= Muster (event) =

Competitive skills event held between fire departments

A muster (or "fire muster") is an event pertaining to fire/rescue services. It is held in a central area such as a park and has many activities for fire department members and sometimes other community members. A muster typically revolves around a firematic competition between fire companies from around the surrounding area. Other attractions include a flea market, live music, food, demonstrations, apparatus judging, vehicle shows and contests.

==Competition Events==
These events differ in the format of each muster but most follow a basic structure.

Hose Lay: The hose lay consists of a race against the clock to see which team can connect hoses the fastest. Competitors start at a starting line, and on the signal, run to couple lengths of hose in various configurations.

Hose Roll: In hose roll, competitors race each other to roll up a length of hose unfurled in a straight line in front of them from one end to the other.

Midnight Alarm: Midnight alarm is supposed to simulate a fire call in the middle of the night. Competitors either start out "sleeping" by lying down on the starting line or simply standing on it, depending on local rules. At the starting signal, competitors must run a distance of about 25 ft to the dressing area where they must don firefighter's gear. After they are all dressed, they then must complete a task together in their gear such as a hose lay (see above) or simply run to a finish line, or the "firetruck". Fastest time wins.

Ladder Climb: In ladder climb, competitors race each other for the fastest time to reach the top of a ladder.

Bucket Brigade: In the bucket brigade race, competitors must work together in a bucket brigade to transfer a set amount of water, such as 25 gallons, from one container to another spilling as little as possible. Another variant of this uses a small house roughly 48 inches by 48 inches and roughly 6 feet tall, the water must be drawn by buckets from a small pool. These buckets are then passed from member to member roughly 10 feet to a "thrower" the thrower then throws the water on the pitched roof of the building. The water runs off the roof into a rain gutter which drains into a barrel which is about 25-30 gallons in capacity, this water then runs into a small tube which fills a 1-gallon jug. The timer ends when the jug is filled.

Tug of War: This is a game where Competitors (most often equal on both sides) must pull their opposing team across a line, into a puddle, etc. A team is meant to resist their competitor's effort to pull them across the line.

Water Barrel: Competitors must move a barrel across the opposing team's line using water pressure from a fire hose.

Obstacle Course: An obstacle course can consist of any combination of the events above or other tasks.

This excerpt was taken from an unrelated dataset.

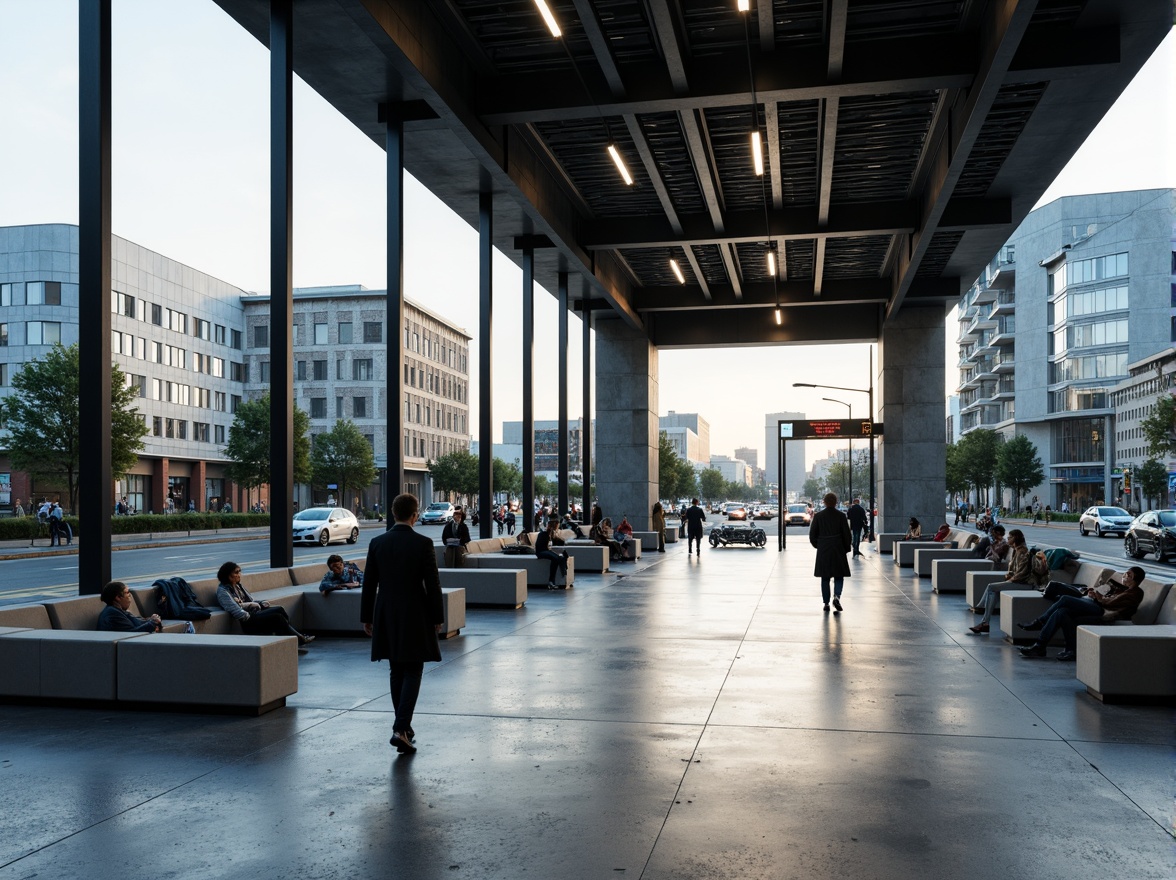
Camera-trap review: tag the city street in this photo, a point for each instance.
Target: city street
(55, 574)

Response Contest: There are several variations of this one but the premise is the same in all. The Crew (4-6 team members) simulates receiving an alarm, responding to and handling the alarm. The firefighters start out in street clothes and dress in full turnout gear (Helmet, Coat, and boots) board their fire engine and respond approximately 200 feet up the course to a portable water tank, the engine crew simultaneously stretches 100–150 feet of 2 1/2-inch hose toward a target area as other crew members place hard suction hose to the intake on the engine and another member connects the 2 1/2" line to the discharge. The pump operator must then draft water from the portable tank and discharge it through the 2 1/2-inch hose to knock down a target (usually a beer keg or traffic cone with a ball on top) This contest checks crew integrity, skill of the equipment operator, skill of the nozzle crew, and operation of the equipment. When done by a well versed team it can be done in under a minute as was accomplished many times in the late 1980s and early 1990s at Greenfield Village SPAAMFAA musters in Michigan.
Some variations include stadium response where apparatus does not drive, another variation is the crew is lying on cots on an elevated platform and must slide down a pole. One variation exempts the equipment operator from wearing gear however it must be on the truck.

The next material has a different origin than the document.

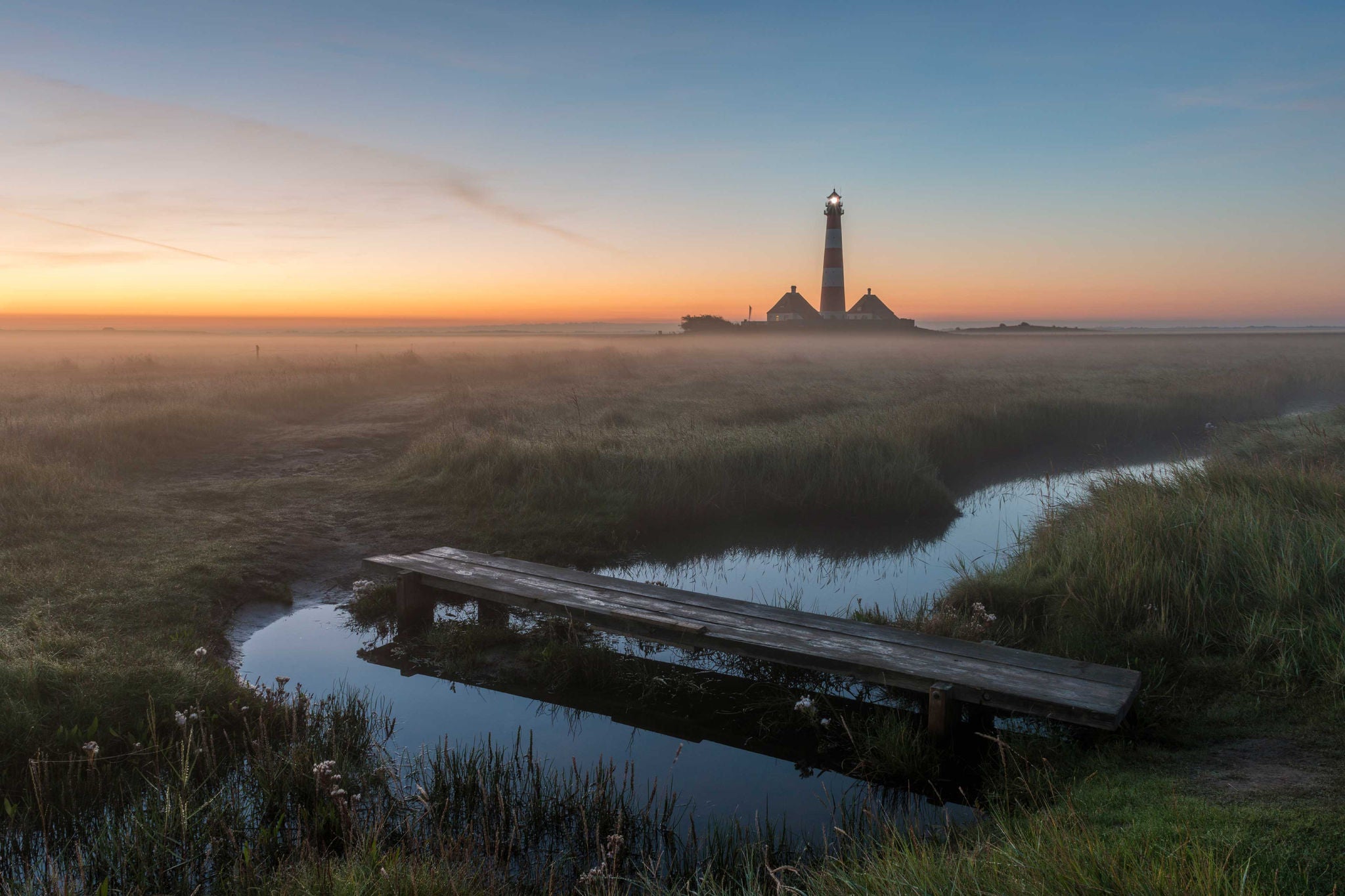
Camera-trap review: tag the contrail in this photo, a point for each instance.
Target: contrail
(104, 233)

First Water: The pumps on fire trucks don't help if there's not a skilled person operating the controls. This race pits teams against the clock to see who can get a steady stream of water to the deluge gun (on the end of the hose) the quickest. The operator starts 10 feet from the pumper without the pump in gear, the operator must engage the pump, and pull a draft and have a working stream quickly. The fastest time for this event wins, judging is usually broken up in classes for centrifugal, piston, and rotary gear pumps. Another variant is Bracket pumping where the operator guesses how long it will take him to perform the same tasks, his score is the difference in seconds from his guess to his actual.

Waterball: Two teams of firefighters face off on a course 110 feet in length and the object is to push a 15" ball suspended from a cable to the opposing team's goal. This is played using 1 1/2-inch hose and each team has a lead hose team and a goaltender hoseline.